I think about getting married, someday, not to Cynthia, but to who I don’t know. Late at night I’ve taken to leaving Cynthia at home where she don’t even notice I’m gone for all the image-creating she does, what with Vogue and Glamour and Elle all open in front of her on the coffee table with the television on, nail polish bottle going clickety-click as she shakes it next to her face in one hand, punching buttons on the remote control with the other. I drive out toward the coast, across the causeways toward Tybee Island, and the lights from the truck slide over the water beneath and beside me. And those nights I get to thinking how times passes so quick you don’t even know it’s gone, how things happen you can’t explain.

I keep a rabbit’s foot on my key chain these days, and it hangs to the side of the steering wheel. I reach up to touch it every now and again, just quick. If you’d asked that summer if I loved Yolanda, I would have answered fast that I wasn’t the marrying type, like love and marriage go together in answering that question. But it’s funny, because when I think of her face rising up like the moon over mine, when I think of her sleeping next to me there in her dark apartment, those cool smooth stones in the bowl beside the bed, something like love comes to mind.

I get in my truck and drive places without knowing where I’m going.

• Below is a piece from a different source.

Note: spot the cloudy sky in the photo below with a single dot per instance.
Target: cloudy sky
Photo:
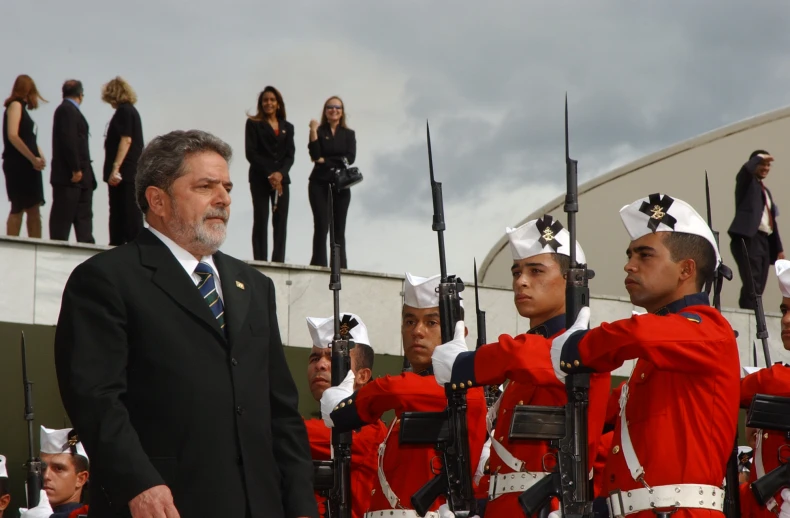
(491, 80)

I put my foot to the floor and open her up, trying to outrun the inside of my head, trying to shake loose of that kind of thinking. I sit there driving, downing a cold one, going through a six-pack, stopping to piss at the side of the road, like maybe a drunk will stop me from thinking, like maybe I could forget, but I can’t. I can’t shake thinking about her. I don’t want to tear loose of thinking about her, like it’s some kind of spell. And I get to thinking maybe she’s got a strand of my hair stuck away in her jewelry box, thinking maybe at night she pulls it out and warms it between her fingers, speaking over it on her knees, pulling forward in the pale curve of her narrow back. I think of those words in the breath between her lips, a slip of my hair at her fingertips, praying in river-girl tongue.